3.   Conflito conhecido e dirimido, cabendo à suscitada prosseguir na investigação.

 

1) Relatório.

Trata-se de conflito negativo de atribuições, figurando como suscitante o DD. 23º Promotor de Justiça de Santos (Pessoa Portadora de Deficiência) e como suscitada a 18º Promotora de Justiça de Santos (Saúde Pública), relativamente ao feito em epígrafe (Peças de Informação n. 66.0426.0009895/2012-9).

Originou-se o presente procedimento de Ofício encaminhado pelo Juízo de Direito da 1ª Vara da Família e das Sucessões de Santos (Ofício n. 2679/2012), com cópias de fls. 02/06, 86/90, 95/97, 107/108, 115, 117/118 e 137/138, referente ao Processo n. 562.01.2011.049292-1, em que Maria Aparecida do Nascimento moveu em face de Cleide da Luz Nascimento.

De plano determinou-se a distribuição dos autos ao membro do Ministério Público com atribuição na área da Saúde Pública (fl. 02).

Nos termos da manifestação de fls. 158/169, a 18º Promotora de Justiça de Santos, ora suscitada, declinou da atribuição e determinou a redistribuição do procedimento à Promotoria de Justiça das Pessoas com Deficiência, argumentando, em síntese, o seguinte:

(a) Não há precedentes de propositura de ação de interdição por parte das Promotorias de Justiça da Saúde Pública;

(b)        A situação de risco em que se encontra a incapaz decorre da ausência de representante legal e não de deficiência de serviços públicos na área da saúde; trouxe precedente nesse sentido (CAC n. 164.496/2012);

(c) A deficiência mental constitui-se, como o próprio nome diz, em deficiência.

Com vista dos autos, o suscitante, em uma primeira manifestação, asseverou não existir elementos de que a Sra.
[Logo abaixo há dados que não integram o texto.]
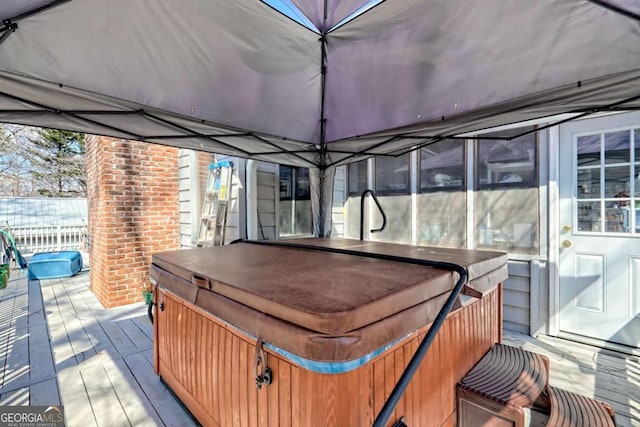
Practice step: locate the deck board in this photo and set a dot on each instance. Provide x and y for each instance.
(590, 371)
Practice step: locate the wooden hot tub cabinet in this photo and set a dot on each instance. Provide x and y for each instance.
(205, 339)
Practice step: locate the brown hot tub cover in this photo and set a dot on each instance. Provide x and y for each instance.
(319, 305)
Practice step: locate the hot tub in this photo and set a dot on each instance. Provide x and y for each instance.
(335, 330)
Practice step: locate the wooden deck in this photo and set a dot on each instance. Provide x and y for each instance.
(59, 346)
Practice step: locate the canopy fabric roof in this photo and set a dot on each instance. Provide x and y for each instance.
(240, 78)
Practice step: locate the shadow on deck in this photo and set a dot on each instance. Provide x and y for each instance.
(58, 345)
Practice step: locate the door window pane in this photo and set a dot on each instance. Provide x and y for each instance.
(588, 183)
(392, 175)
(617, 147)
(589, 216)
(616, 218)
(589, 150)
(442, 166)
(616, 181)
(612, 201)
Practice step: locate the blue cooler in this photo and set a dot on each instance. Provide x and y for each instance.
(53, 265)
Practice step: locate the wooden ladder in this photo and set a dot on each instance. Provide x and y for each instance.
(213, 221)
(509, 384)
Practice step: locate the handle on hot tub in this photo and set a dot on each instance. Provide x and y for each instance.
(384, 217)
(153, 298)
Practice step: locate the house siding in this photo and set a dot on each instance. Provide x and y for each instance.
(517, 297)
(267, 209)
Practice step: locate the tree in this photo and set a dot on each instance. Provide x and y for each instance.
(14, 164)
(57, 163)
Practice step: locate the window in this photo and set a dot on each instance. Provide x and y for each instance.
(608, 182)
(357, 176)
(503, 163)
(442, 166)
(295, 201)
(392, 175)
(507, 197)
(442, 202)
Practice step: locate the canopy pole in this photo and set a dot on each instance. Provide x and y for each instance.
(322, 161)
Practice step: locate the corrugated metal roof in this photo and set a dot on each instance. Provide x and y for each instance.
(42, 211)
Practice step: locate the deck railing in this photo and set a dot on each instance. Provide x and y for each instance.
(50, 238)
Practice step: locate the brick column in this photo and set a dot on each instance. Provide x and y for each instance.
(132, 192)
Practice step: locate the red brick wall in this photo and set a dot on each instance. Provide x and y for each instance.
(132, 191)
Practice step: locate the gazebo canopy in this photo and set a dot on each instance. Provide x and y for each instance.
(312, 82)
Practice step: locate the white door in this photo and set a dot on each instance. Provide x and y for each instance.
(599, 264)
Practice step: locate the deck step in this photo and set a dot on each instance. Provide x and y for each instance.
(504, 382)
(573, 410)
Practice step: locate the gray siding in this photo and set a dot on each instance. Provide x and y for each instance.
(517, 297)
(267, 212)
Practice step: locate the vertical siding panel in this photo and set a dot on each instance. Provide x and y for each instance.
(252, 390)
(389, 377)
(399, 365)
(284, 396)
(244, 381)
(235, 381)
(296, 395)
(273, 393)
(223, 369)
(263, 407)
(408, 398)
(378, 385)
(215, 363)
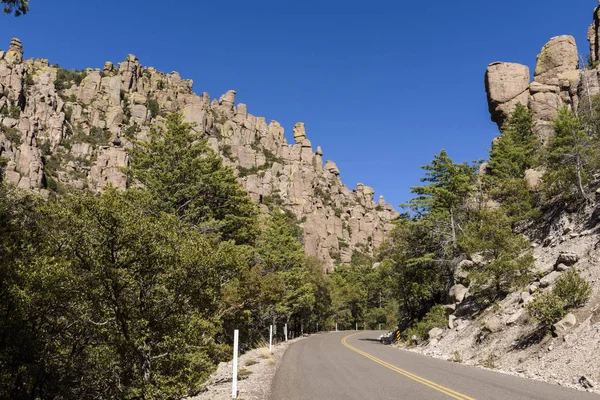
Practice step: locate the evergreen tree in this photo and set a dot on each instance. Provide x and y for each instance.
(189, 180)
(507, 263)
(571, 157)
(445, 197)
(515, 150)
(18, 7)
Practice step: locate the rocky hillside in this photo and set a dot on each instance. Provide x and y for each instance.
(504, 335)
(557, 81)
(62, 128)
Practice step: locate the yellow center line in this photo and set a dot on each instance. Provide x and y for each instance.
(433, 385)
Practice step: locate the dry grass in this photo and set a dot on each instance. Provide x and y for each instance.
(244, 373)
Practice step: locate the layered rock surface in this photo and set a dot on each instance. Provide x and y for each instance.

Cleide da Luz Nascimento seja incapaz, na medida em que o processo de interdição em face dela ajuizado foi extinto por pedido da requerente; da mesma forma, não se verifica deficiência física, mental ou sensorial. Antes de suscitar o conflito, porém, e com o objetivo de dar suporte estatal à situação em que se encontra a interessada, o 23º Promotor de Justiça determinou a realização de diligências (fls. 174/176).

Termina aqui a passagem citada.